Innes was appointed Australia's Disability Discrimination Commissioner in December 2005. During that time, he also served as Australia's Human Rights Commissioner (2005–2009) and as Race Discrimination Commissioner (2009–2011). As Commissioner, Innes contributed to human rights reform initiatives. He participated in the drafting of the United Nations Convention on the Rights of Persons with Disabilities and its ratification by Australia. He also played an instrumental role in the Same Sex: Same Entitlements enquiry, which resulted in the removal of discrimination across Australian federal law.
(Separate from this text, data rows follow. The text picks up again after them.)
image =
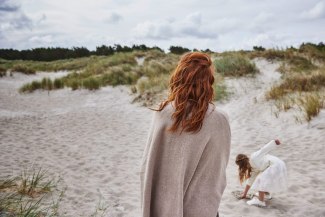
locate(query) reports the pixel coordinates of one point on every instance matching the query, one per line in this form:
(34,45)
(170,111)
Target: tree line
(57,53)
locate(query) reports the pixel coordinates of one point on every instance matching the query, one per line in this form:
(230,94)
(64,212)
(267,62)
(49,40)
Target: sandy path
(95,141)
(253,124)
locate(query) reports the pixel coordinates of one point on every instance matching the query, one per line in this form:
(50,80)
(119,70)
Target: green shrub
(311,105)
(154,84)
(235,65)
(47,84)
(3,72)
(74,84)
(30,87)
(220,91)
(23,69)
(91,83)
(121,58)
(118,77)
(58,83)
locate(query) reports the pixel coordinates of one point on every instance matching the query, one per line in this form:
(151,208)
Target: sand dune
(94,140)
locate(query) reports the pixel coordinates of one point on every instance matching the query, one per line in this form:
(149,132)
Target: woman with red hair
(183,172)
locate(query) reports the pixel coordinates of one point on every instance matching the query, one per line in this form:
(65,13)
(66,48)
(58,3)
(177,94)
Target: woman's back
(183,173)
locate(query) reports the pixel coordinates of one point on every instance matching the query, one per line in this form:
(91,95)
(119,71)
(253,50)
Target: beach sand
(94,140)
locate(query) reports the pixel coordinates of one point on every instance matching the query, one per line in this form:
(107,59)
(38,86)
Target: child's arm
(245,192)
(268,147)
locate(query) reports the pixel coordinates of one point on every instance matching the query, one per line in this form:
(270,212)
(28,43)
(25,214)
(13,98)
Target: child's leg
(261,195)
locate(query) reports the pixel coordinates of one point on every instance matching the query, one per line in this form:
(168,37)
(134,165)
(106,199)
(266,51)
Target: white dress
(269,173)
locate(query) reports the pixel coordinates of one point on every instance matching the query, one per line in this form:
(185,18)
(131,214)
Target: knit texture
(184,175)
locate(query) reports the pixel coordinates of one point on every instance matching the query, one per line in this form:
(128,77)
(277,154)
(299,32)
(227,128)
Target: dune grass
(235,65)
(305,91)
(311,105)
(221,92)
(25,195)
(3,72)
(298,83)
(23,69)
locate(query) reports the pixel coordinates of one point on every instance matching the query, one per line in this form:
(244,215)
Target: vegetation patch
(235,65)
(23,69)
(298,83)
(25,194)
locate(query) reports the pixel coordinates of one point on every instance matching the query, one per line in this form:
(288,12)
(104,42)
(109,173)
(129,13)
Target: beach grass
(311,105)
(23,69)
(235,65)
(298,83)
(25,194)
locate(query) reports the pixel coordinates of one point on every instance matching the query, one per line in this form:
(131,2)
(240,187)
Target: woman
(183,172)
(264,173)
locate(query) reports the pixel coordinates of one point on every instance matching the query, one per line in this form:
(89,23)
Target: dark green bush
(23,69)
(91,83)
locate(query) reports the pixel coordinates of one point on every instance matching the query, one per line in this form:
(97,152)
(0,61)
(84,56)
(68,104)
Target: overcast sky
(215,24)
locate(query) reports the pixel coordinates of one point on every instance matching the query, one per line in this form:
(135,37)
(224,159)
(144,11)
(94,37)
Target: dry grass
(311,105)
(23,69)
(24,195)
(298,83)
(235,65)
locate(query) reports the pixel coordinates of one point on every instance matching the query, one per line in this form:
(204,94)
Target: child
(264,173)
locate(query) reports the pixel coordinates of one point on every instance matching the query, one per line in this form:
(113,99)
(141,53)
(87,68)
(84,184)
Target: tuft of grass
(34,183)
(23,69)
(58,83)
(24,195)
(46,84)
(220,89)
(235,65)
(30,87)
(311,105)
(118,77)
(74,84)
(91,83)
(299,83)
(153,84)
(3,72)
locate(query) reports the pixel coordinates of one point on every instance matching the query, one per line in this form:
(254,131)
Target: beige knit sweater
(184,175)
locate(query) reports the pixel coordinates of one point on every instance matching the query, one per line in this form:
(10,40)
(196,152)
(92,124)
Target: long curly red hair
(190,91)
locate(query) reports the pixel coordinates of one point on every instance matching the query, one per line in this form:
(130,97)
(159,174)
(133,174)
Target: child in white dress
(263,172)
Innes also contributed to the development of the National Disability Strategy and the Disability (Access to Premises – buildings) Standards 2010, as well as to the establishment of Livable Housing Australia. In his role as Human Rights Commissioner, he undertook three annual inspections of Australia's Immigration Detention facilities.
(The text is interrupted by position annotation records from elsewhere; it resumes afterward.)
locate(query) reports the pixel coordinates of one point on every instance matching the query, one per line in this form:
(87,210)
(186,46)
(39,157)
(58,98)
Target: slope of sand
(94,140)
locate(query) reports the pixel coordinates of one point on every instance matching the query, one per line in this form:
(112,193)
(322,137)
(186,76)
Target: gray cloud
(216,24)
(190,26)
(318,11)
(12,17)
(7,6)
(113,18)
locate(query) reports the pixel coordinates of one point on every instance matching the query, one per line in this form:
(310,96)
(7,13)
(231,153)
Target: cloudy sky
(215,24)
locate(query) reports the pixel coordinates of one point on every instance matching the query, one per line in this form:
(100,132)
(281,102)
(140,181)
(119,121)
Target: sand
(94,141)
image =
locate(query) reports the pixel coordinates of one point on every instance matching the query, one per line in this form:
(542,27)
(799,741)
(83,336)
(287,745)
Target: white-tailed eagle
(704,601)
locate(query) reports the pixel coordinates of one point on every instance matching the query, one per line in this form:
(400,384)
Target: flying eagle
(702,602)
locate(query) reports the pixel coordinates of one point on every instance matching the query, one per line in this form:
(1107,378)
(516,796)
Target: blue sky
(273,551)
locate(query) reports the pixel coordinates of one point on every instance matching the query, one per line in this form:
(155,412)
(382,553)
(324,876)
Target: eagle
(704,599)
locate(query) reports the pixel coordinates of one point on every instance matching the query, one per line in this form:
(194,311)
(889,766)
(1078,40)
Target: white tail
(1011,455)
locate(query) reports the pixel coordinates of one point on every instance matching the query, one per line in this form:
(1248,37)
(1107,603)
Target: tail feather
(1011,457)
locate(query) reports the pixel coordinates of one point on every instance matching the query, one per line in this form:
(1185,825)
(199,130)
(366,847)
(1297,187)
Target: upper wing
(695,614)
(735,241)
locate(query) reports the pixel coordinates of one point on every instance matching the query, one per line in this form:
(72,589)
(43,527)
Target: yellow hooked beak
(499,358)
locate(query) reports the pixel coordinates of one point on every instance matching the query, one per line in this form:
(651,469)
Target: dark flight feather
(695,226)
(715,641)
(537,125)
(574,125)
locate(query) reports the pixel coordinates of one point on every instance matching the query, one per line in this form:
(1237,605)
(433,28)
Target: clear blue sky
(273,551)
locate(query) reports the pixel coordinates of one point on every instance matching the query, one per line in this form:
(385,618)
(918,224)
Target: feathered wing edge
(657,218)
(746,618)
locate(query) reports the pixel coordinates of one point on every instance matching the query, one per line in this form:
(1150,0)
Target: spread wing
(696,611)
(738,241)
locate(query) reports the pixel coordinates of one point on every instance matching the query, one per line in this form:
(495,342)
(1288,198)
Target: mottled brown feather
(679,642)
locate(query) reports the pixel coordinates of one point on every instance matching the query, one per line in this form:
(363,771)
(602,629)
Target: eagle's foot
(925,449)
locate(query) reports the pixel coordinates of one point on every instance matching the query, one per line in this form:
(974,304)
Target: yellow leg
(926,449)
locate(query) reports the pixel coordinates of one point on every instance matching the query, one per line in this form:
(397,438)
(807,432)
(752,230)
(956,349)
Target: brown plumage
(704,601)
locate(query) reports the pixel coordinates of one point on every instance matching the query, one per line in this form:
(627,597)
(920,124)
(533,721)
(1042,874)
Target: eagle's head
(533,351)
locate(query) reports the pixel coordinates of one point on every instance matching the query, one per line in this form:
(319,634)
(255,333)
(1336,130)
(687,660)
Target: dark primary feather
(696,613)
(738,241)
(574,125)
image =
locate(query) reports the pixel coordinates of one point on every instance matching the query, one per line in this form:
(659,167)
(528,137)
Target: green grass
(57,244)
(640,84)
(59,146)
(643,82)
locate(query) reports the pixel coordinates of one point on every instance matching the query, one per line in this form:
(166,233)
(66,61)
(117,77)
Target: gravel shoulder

As a human rights advocate, in his personal capacity as well as professionally, Innes has contributed to a number of reforms for people with disability. In 2013 acting in a personal capacity, he won a case in the Federal Magistrates Court against RailCorp (which delivers train services in NSW). The magistrate found RailCorp had discriminated against blind and visually impaired passengers by refusing to commit to a program of improving station announcements on Sydney trains so that passengers would know where to get off. Innes won the case and $10,000 damages, after RailCorp spent more than $400,000 on its unsuccessful defence. Also in 2013, Innes initiated an online petition calling on department store Myer to increase its employment of people with disability to 10 per cent of its workforce. This action was in response to a negative statement by Myer's CEO about the National Disability Insurance Scheme. Innes' petition gained 35,000 signatures within a few days.
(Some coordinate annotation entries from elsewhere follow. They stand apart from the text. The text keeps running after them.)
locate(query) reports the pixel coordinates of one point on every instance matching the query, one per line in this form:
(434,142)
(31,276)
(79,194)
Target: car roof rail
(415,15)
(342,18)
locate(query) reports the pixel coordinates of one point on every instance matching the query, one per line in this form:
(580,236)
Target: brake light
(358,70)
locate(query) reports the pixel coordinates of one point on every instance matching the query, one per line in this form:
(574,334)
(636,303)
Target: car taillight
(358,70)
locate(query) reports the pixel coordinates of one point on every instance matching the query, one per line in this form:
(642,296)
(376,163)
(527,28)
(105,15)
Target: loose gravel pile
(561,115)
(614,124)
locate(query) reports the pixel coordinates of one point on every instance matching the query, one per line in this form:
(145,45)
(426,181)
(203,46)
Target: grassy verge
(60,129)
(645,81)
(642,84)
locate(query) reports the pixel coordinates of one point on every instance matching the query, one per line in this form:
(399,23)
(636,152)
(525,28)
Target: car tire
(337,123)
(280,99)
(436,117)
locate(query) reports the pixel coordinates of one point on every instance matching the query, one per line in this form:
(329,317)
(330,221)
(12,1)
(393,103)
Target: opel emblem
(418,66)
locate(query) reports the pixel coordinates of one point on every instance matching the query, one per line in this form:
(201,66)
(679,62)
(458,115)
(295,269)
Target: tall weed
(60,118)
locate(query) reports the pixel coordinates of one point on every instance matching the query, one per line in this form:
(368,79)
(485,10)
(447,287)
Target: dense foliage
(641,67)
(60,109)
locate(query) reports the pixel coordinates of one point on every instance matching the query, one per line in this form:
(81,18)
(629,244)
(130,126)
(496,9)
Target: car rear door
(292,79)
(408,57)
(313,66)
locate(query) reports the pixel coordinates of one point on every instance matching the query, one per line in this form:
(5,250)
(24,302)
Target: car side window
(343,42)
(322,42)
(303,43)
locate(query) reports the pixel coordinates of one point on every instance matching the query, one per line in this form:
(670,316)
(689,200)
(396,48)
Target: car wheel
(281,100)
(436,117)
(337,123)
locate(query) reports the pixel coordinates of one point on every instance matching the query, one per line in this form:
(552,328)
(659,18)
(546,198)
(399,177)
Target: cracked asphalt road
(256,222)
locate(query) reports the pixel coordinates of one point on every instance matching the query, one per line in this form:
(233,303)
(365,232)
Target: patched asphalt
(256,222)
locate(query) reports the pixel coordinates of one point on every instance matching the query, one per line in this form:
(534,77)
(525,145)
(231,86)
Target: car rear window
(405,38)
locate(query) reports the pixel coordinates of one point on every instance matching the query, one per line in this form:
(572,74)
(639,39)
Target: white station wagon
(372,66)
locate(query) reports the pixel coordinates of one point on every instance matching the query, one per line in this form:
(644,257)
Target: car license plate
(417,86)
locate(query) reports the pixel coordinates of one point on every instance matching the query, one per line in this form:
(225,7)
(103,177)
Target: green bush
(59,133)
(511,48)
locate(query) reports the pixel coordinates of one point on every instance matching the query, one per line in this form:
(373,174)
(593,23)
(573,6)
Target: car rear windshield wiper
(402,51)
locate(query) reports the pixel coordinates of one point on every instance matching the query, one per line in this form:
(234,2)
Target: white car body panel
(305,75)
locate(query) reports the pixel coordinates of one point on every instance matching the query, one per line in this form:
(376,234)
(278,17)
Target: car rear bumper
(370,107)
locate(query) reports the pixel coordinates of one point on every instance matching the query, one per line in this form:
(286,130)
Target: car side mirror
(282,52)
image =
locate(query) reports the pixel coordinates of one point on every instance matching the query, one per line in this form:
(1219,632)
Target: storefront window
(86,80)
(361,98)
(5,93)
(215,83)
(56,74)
Innes has been an advocate for the implementation of cinema captioning and audio descriptions in Australia.

He has delivered a number of public speeches, and penned opinion pieces in mainstream Australian media. He is also regular user of Twitter.

In December 2022, Innes was appointed chancellor of Central Queensland University. He is the first university chancellor in an Australian university to identify as having a disability.

== Achievements ==

- Passing of the Disability Discrimination Act 1992
- Passing of the UN Convention on Rights of Persons with Disabilities
- Passing of the UN Optional Protocol on Rights of Persons with Disabilities

=== Honours ===

Innes was made a Member of the Order of Australia in 1995 for service to the community, particularly as an adviser on disability anti-discrimination policy. He was also shortlisted for Australian of the Year in 2004.

Academic
- Fellow, Australian Institute of Company Directors
- Adjunct Professor, University of Sydney
- Honorary Doctor of the University, University of Canberra, 2014, in recognition of his work as a human rights activist.
- Honorary Doctor of Social Sciences, RMIT University, 2016, in recognition of his national contribution to public service and advocacy of human rights, particularly for people with disabilities.
- Honorary Doctorate, University of New South Wales, 2017

Other awards
- Outstanding Supporter Award, 2008 – Gay & Lesbian Rights Lobby
- Outstanding Service Award, 1976–2005 – Vision Australia
- David Blyth Award, 1999 – Blind Citizens Australia
- Civic Medallion, 1992 – City of Perth, Western Australia

== Personal life ==

Innes is married to Maureen Shelley. He has an adult son and daughter. He enjoys cricket and sailing.